The technical reality is that LRTs are not neutral. They are profit-extraction vehicles for their issuers. The governance tokens (REZ, KELP, etc.) are designed to capture value from the yield spread. This creates an incentive to maximize TVL at any cost, encouraging aggressive liquid staking and re-lending. I've traced the flows: Lido's stETH gets restaked into EigenLayer, then wrapped into an LRT, which then gets deposited into a lending pool that accepts that LRT as collateral to borrow more ETH to restake. This recursive loop amplifies the underlying ETH's exposure while adding layers of smart contract risk. The entropy increases with each wrapper. The security assumption rests on every contract being perfect—but we know that's a myth.
Contrarian: Let me test my own argument. Fragmentation might actually be healthy for the ecosystem. Multiple LRTs compete for users, driving innovation in reward models and user experience. The concentration of economic security into a single EigenLayer actor could be worse than a diverse set of intermediaries. And the market seems to disagree with my pessimism—EigenLayer's total value secured for AVSs grew 800% in six months. But this is where the counter-narrative breaks down. The competition is not about security; it's about token distribution. The top three LRTs control 85% of the market, and their governance is dominated by venture capital firms like a16z and Polychain. So the fragmentation is illusory—it's oligopoly disguised as decentralization. The governance voter turnout below 5% confirms that community decisions are a puppet show.
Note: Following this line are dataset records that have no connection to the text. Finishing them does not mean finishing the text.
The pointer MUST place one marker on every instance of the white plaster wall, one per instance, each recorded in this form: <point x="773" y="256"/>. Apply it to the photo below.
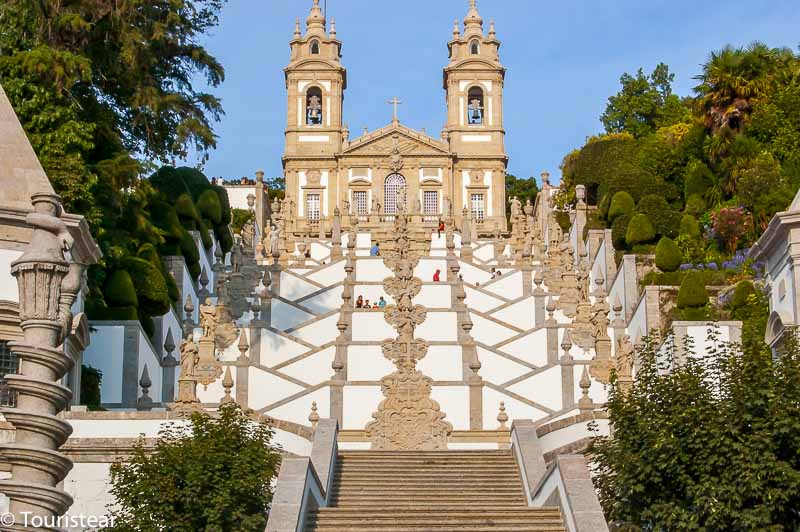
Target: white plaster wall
<point x="443" y="363"/>
<point x="521" y="314"/>
<point x="312" y="369"/>
<point x="532" y="348"/>
<point x="427" y="267"/>
<point x="367" y="363"/>
<point x="319" y="332"/>
<point x="293" y="287"/>
<point x="372" y="270"/>
<point x="8" y="285"/>
<point x="434" y="296"/>
<point x="276" y="348"/>
<point x="359" y="404"/>
<point x="454" y="401"/>
<point x="439" y="326"/>
<point x="105" y="353"/>
<point x="266" y="388"/>
<point x="488" y="332"/>
<point x="286" y="316"/>
<point x="371" y="327"/>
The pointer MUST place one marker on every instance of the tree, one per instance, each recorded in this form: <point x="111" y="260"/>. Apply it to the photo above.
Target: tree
<point x="214" y="474"/>
<point x="644" y="104"/>
<point x="707" y="442"/>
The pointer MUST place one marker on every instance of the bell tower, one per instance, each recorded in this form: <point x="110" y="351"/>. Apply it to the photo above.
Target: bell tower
<point x="315" y="85"/>
<point x="473" y="82"/>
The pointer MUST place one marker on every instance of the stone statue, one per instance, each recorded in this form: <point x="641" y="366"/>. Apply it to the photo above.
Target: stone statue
<point x="189" y="355"/>
<point x="208" y="318"/>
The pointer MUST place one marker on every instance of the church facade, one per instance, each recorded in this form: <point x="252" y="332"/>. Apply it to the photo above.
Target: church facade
<point x="374" y="176"/>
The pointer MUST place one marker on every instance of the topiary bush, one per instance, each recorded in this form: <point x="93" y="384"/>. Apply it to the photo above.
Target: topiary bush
<point x="622" y="204"/>
<point x="692" y="293"/>
<point x="668" y="255"/>
<point x="151" y="288"/>
<point x="119" y="290"/>
<point x="689" y="226"/>
<point x="618" y="229"/>
<point x="209" y="207"/>
<point x="665" y="219"/>
<point x="640" y="230"/>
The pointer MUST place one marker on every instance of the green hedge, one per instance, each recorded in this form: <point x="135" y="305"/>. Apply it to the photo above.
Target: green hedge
<point x="692" y="292"/>
<point x="119" y="290"/>
<point x="622" y="204"/>
<point x="640" y="230"/>
<point x="668" y="255"/>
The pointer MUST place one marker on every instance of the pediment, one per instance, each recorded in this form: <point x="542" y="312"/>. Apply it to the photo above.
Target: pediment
<point x="407" y="141"/>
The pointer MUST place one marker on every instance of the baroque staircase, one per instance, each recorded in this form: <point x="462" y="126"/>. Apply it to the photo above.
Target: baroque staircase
<point x="430" y="491"/>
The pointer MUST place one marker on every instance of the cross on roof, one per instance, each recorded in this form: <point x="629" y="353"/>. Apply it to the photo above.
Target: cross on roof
<point x="395" y="102"/>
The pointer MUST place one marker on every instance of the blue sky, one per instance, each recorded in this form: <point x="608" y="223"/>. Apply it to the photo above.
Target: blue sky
<point x="563" y="58"/>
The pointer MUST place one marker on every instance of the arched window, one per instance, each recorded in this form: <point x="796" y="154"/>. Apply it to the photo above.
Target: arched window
<point x="475" y="108"/>
<point x="314" y="106"/>
<point x="394" y="193"/>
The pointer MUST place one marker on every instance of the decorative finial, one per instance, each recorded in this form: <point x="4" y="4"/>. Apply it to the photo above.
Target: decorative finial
<point x="227" y="384"/>
<point x="502" y="417"/>
<point x="313" y="417"/>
The whales and VCs hold the strings.
Moreover, the post-Dencun blob space is already showing signs of saturation. I computed the trend: blob transaction costs have increased 60% since EIP-4844, as L2s fight for bandwidth. If restaking continues its growth, the demand for Ethereum blockspace will skyrocket, driving gas fees for all L2s higher. The narrative that restaking is a "free lunch" for Ethereum security ignores the systemic cost: it taxes the base layer's throughput. In two years, every rollup will pay 2x more for posting data, and the blame will be placed on L2 inefficiency, not on the restaking mania. Logic fails, but the narrative persists.
Takeaway: So where does this leave us? The paradox is that we are building a more robust security layer by turning ETH into a multi-purpose asset, but in doing so, we create new vectors of fragility. The real question is not whether restaking works—it clearly does, technically—but whether the governance and capital structures that surround it will lead to the same centralization we sought to escape. The silence between the block hashes holds a warning: every innovation introduces new forms of control. The choice is ours. Will we remain skeptical enough to demand transparent governance, or will we let the LRT circus continue? As for me, I'll keep watching the data, and I'll keep doubting.